Tool Calling
staik supports OpenAI-compatible tool calling. Send tools and tool_choice in your request — the model responds with tool_calls in the exact same format as OpenAI.
Define a tool
curlRequest with tool
curl https://api.staik.se/v1/chat/completions \
-H "Content-Type: application/json" \
-H "Authorization: Bearer sk-st-your-key" \
-d '{
"model": "gemma4:31b",
"messages": [
{"role": "user", "content": "What is the weather in Stockholm?"}
],
"tools": [{
"type": "function",
"function": {
"name": "get_weather",
"description": "Get current weather for a city",
"parameters": {
"type": "object",
"properties": {
"city": {"type": "string"},
"unit": {"type": "string", "enum": ["celsius", "fahrenheit"]}
},
"required": ["city"]
}
}
}],
"tool_choice": "auto"
}'The model responds with tool_calls instead of text when it wants to call a tool:
JSONResponse
{
"id": "chatcmpl-...",
"object": "chat.completion",
"model": "gemma4:31b",
"choices": [{
"index": 0,
"message": {
"role": "assistant",
"content": null,
"tool_calls": [{
"id": "call_abc123",
"type": "function",
"function": {
"name": "get_weather",
"arguments": "{\"city\": \"Stockholm\", \"unit\": \"celsius\"}"
}
}]
},
"finish_reason": "tool_calls"
}]
}Full tool loop (Python)
PythonOpenAI SDK
import json
from openai import OpenAI
client = OpenAI(
base_url="https://api.staik.se/v1",
api_key="sk-st-your-key",
)
def get_weather(city: str, unit: str = "celsius") -> dict:
# Call your real weather API here
return {"city": city, "temp": 4, "unit": unit, "conditions": "cloudy"}
tools = [{
"type": "function",
"function": {
"name": "get_weather",
"description": "Get current weather for a city",
"parameters": {
"type": "object",
"properties": {
"city": {"type": "string"},
"unit": {"type": "string", "enum": ["celsius", "fahrenheit"]},
},
"required": ["city"],
},
},
}]
messages = [{"role": "user", "content": "What is the weather in Stockholm?"}]

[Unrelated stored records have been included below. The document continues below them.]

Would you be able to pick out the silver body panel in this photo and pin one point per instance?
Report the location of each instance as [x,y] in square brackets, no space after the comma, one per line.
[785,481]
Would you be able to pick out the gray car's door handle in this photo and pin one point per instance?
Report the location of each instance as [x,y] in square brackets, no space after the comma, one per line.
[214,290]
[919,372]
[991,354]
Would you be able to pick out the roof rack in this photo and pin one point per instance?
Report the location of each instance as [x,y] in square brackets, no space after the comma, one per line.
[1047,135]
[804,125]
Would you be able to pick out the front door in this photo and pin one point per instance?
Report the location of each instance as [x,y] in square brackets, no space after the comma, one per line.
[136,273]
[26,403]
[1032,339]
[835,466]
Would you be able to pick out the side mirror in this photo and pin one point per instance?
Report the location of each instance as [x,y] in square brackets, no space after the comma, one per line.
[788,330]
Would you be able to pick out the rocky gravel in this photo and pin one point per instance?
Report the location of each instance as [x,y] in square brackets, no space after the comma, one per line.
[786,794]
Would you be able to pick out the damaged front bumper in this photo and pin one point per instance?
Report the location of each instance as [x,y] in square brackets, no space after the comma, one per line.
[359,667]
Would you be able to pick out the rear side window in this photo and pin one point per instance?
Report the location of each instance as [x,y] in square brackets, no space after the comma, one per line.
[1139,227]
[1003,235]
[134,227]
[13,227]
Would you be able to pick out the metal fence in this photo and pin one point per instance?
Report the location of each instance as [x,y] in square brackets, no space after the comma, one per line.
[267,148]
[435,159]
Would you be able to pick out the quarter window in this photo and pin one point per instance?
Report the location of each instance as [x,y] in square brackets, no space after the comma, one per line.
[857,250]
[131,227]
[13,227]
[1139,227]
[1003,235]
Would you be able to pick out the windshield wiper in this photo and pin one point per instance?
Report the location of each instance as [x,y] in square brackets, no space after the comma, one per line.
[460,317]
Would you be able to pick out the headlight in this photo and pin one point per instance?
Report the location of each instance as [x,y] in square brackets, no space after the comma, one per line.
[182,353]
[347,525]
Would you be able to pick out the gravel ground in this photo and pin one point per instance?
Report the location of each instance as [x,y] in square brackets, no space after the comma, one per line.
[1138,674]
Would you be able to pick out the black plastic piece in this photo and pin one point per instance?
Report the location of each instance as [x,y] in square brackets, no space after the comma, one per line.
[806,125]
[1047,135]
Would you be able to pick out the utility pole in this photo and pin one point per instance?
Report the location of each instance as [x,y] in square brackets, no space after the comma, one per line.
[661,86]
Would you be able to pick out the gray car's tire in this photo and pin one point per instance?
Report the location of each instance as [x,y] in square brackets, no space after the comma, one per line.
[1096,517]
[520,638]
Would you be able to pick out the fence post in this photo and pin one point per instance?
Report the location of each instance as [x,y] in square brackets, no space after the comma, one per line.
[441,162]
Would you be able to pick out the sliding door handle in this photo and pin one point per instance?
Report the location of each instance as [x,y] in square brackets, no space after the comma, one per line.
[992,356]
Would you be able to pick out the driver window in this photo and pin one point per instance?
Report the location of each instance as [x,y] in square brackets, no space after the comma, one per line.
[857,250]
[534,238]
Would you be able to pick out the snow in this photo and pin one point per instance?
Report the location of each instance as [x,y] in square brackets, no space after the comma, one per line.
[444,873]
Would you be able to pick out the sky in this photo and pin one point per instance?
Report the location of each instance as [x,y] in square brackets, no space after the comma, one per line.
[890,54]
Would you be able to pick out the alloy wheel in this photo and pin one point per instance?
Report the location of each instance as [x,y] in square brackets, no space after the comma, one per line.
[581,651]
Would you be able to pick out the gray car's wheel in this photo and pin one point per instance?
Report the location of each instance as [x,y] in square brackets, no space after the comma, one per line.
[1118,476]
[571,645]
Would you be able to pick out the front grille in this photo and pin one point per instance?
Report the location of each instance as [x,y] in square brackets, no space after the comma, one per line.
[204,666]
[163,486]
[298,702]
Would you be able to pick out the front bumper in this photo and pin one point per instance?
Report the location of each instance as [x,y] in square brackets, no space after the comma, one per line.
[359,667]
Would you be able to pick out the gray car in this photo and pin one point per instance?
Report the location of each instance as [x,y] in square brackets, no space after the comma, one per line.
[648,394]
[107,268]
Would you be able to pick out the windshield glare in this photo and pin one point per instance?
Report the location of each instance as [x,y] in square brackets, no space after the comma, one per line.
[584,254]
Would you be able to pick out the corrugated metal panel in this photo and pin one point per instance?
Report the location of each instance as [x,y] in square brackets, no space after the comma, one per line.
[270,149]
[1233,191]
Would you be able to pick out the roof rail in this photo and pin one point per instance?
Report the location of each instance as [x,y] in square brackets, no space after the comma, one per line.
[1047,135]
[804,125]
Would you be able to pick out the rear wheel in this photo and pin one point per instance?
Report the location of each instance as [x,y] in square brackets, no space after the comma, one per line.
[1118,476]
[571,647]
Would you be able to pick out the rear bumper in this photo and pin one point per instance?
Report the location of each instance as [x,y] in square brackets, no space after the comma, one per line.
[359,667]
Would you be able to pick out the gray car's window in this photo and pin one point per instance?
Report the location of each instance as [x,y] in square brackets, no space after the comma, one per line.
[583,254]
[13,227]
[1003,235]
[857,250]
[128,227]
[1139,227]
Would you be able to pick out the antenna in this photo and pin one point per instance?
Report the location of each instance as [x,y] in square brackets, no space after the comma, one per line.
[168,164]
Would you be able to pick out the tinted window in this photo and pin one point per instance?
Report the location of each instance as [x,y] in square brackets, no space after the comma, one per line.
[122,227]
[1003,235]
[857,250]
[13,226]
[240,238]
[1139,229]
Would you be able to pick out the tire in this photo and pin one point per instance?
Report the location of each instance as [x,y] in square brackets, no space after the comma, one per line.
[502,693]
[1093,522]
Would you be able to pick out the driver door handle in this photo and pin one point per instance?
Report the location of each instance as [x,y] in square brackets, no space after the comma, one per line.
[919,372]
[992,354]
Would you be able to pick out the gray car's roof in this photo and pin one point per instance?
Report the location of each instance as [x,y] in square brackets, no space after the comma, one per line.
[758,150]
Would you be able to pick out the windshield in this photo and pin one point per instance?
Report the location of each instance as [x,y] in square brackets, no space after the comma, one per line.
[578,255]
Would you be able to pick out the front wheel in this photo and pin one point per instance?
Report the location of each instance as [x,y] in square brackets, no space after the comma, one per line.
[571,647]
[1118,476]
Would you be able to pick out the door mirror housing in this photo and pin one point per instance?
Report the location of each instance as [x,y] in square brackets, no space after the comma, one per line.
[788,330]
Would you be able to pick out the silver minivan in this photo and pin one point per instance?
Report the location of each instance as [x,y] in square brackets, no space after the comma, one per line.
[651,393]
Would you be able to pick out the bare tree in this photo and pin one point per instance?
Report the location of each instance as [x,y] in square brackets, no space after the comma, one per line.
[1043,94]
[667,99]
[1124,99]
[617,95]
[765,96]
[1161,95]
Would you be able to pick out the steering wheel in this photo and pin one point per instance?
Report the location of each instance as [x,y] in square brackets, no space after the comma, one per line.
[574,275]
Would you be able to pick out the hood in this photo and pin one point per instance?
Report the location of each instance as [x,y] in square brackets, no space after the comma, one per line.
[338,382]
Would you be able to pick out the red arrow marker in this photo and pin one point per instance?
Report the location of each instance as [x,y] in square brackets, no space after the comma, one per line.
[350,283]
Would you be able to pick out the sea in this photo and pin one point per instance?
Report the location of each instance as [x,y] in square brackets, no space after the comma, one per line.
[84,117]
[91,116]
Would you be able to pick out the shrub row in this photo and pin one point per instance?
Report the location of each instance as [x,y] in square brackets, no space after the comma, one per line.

# 1. Model decides to call the tool
response = client.chat.completions.create(
model="gemma4:31b",
messages=messages,
tools=tools,
)
msg = response.choices[0].message
messages.append(msg)
# 2. Execute each tool call and feed the result back
for tc in msg.tool_calls or []:
args = json.loads(tc.function.arguments)
result = get_weather(**args)
messages.append({
"role": "tool",
"tool_call_id": tc.id,
"content": json.dumps(result),
})
# 3. Model formulates the final answer using the tool result
final = client.chat.completions.create(
model="gemma4:31b",
messages=messages,
)
print(final.choices[0].message.content)Tool calling (Node.js)
Node.jsOpenAI SDK
import OpenAI from "openai";
const client = new OpenAI({
baseURL: "https://api.staik.se/v1",
apiKey: "sk-st-your-key",
});
const tools = [{
type: "function",
function: {
name: "get_weather",
description: "Get current weather for a city",
parameters: {
type: "object",
properties: {
city: { type: "string" },
unit: { type: "string", enum: ["celsius", "fahrenheit"] },
},
required: ["city"],
},
},
}] as const;
const response = await client.chat.completions.create({
model: "gemma4:31b",
messages: [{ role: "user", content: "What is the weather in Stockholm?" }],
tools,
});
const toolCalls = response.choices[0].message.tool_calls;
if (toolCalls) {
for (const tc of toolCalls) {
const args = JSON.parse(tc.function.arguments);
console.log("Calling", tc.function.name, "with", args);
}
}Tips
- Set
tool_choice: "required"to force the model to call a tool, or{type: "function", function: {name: "..."}}for a specific tool. - Streaming (SSE) is supported — tool_calls arrive in the delta field using the same indexed format as OpenAI.
- Well-described tool descriptions and parameter names (in English or Swedish) yield better tool calls. Use
gemma4:31borqwen3.6:35b-a3bfor the best tool-following.